Rajesh Thallam is a Machine Learning Specialist at Google Cloud enabling customers to build data science platforms, deploy machine learning pipelines and integrating them with data and analytics services on Google Cloud Platform. He provides guidance and hands-on work to advance and scale machine learning use cases and technologies. He works with product, engineering, and key customers to build repeatable architectures and drive product roadmaps. Previously, he was a data scientist and data architect working with customers in financial and health care organizations, building and shipping analytic pipelines and machine learning applications on distributed platforms.
May 28, 2021 11:40 AM PT
There is no doubt Kubernetes has emerged as the next generation of cloud native infrastructure to support a wide variety of distributed workloads. Apache Spark has evolved to run both Machine Learning and large scale analytics workloads. There is growing interest in running Apache Spark natively on Kubernetes. By combining the flexibility of Kubernetes and scalable data processing with Apache Spark, you can run any data and machine pipelines on this infrastructure while effectively utilizing resources at disposal.

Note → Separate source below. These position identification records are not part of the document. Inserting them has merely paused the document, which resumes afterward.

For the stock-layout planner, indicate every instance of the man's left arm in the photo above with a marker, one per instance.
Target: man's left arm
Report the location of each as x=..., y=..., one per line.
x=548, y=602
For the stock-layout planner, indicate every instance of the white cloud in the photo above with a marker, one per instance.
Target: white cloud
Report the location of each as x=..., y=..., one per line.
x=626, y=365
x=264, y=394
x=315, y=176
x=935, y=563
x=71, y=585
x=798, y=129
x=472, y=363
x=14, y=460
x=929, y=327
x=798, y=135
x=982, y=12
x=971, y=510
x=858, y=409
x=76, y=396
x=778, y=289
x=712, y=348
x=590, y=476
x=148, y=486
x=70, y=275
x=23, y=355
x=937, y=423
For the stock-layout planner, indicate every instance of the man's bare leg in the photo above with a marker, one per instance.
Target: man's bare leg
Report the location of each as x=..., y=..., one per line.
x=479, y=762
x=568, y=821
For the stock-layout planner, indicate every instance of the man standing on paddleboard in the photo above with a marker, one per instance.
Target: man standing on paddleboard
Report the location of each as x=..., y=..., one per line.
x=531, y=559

In this talk, Rajesh Thallam and Sougata Biswas will share how to effectively run your Apache Spark applications on Google Kubernetes Engine (GKE) and Google Cloud Dataproc, orchestrate the data and machine learning pipelines with managed Apache Airflow on GKE (Google Cloud Composer). Following topics will be covered: - Understanding key traits of Apache Spark on Kubernetes- Things to know when running Apache Spark on Kubernetes such as autoscaling- Demonstrate running analytics pipelines on Apache Spark orchestrated with Apache Airflow on Kubernetes cluster.